When the framers of the United States Constitution dared to be different, we called them "Founding Fathers with foresight." When the delegates from the communities of this city clash and wrestle with a constitution, we call them "rowdy." When the delegates wanted all citizens of the new state guaranteed jobs, many people called it a joke. When they approved expropriation by the state of private utilities, half the town cracked its sides.

But we forget that the statehood delegates are hometown people addressing hometown problems. From their point of view, they're responding to the problems they see in their neighborhoods, where people are worrying about losing their jobs and schools that aren't preparing kids for the Technological Era and medical care and a decent roof over their heads.
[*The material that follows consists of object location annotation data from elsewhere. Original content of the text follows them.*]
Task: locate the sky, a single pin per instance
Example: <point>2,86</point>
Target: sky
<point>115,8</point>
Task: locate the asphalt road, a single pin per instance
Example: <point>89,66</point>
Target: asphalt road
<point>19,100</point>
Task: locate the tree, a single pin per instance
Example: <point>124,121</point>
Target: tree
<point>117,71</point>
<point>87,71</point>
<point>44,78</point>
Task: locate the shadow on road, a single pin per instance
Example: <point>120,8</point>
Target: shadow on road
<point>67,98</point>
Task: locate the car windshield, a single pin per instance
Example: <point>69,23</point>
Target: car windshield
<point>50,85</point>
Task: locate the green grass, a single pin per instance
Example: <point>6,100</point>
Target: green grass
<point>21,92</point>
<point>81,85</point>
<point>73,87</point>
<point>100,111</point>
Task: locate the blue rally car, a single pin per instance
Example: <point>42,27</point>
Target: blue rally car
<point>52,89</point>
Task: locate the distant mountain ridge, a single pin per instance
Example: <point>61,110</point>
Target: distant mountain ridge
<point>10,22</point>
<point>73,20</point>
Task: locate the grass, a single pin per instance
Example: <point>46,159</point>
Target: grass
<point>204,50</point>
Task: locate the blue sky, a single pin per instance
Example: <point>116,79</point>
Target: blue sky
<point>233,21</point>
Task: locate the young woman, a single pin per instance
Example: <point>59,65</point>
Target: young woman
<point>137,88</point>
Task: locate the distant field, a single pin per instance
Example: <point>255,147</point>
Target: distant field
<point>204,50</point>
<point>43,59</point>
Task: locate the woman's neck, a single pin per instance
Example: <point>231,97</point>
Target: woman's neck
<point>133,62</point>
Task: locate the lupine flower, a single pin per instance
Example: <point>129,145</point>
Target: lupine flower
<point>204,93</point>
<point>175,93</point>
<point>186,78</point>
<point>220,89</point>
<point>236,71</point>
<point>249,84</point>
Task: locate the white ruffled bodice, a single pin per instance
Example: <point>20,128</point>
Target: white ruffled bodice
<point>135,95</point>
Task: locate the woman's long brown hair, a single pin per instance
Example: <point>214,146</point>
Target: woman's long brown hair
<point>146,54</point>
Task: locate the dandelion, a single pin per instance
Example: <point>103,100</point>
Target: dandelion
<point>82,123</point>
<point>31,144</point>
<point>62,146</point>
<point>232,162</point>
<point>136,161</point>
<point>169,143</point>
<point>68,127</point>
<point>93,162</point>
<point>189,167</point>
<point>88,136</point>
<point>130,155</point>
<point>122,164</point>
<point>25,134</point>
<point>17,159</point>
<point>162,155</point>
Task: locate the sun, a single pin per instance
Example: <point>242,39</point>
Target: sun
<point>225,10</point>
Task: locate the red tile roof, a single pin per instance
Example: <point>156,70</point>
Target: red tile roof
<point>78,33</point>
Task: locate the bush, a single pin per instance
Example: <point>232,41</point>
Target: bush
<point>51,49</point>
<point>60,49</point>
And what's being overlooked is that these are the same problems people are going to be seeing in other cities soon because Washington today is a glimpse into the future of many other American towns.

When this community clocks up a 10.5 percent unemployment rate, gathers long lines for cheese, cripples its population with government reductions-in-force and endures high interest rates that force some to lose their homes and others to lose their mobility, Washington today becomes a microcosmic American town of tomorrow.

When we struggle with a rising crime rate and schools that produce children weak in science, when we see the overnight disappearance of small businesses and the basic timidity that is setting in as the rampaging economy makes people fear losing their jobs and homes--Washington today is what Middletown, USA, will be tomorrow.

That's because many American cities have been regressing in the same way as Washington. The keys to the gains Americans made in the 1970s were employment and the economic mainstreaming of minorities and women. Under the New Right and the conservatives, those gains are rapidly eroding for all.

We know that the country faces real problems. The federal budget is too large; the bureaucracy has taken on a life of its own. But we know, too, that Reaganomics is not the answer. Federal tax cuts, supply-side economics, increased defense spending, decreased nondefense spending, restrictive monetary policy and New Federalism just take from the rest of us and give to the wealthy minority.

So we need some original thinking, some new ways of looking at old problems. Chronicling, watching and trying new solutions is mandatory--if any new solutions are available.

The Last Colony could be the laboratory for new solutions. Let somebody beside the Sheik of Araby come in with a plan to aid the majority of the people who live in this town. Where is the private sector in Washington when it comes to needs that don't have the sex appeal of Wolf Trap?

It's really not enough to leave it up to the local government alone. We must create a new voice and new solutions. At a time when we should be testing new solutions and moving beyond narrow interests, most community groups seem afraid to deal with anything more daring than the expansion of the Safeway.

Why can't the churches, for example, organize community forums and stimulate the dialogue so people can identify the needs and tell the politicians? Why can't some of Washington's educated elite get a dialogue going between the isolated children in far Northeast and the children on the Gold Coast around their common needs for positive identity?

It is easy at a time like this to give in to frustration over the way things are going and to declare an inability to do anything.

That's why I think the Statehood Delegates deserve applause for their determination to be futuristic. The voters, of course, will debate--and finally decide--the value and validity of the constitution in November. But in giving us some fresh and original thinking, our hometown friends have done no trifling thing.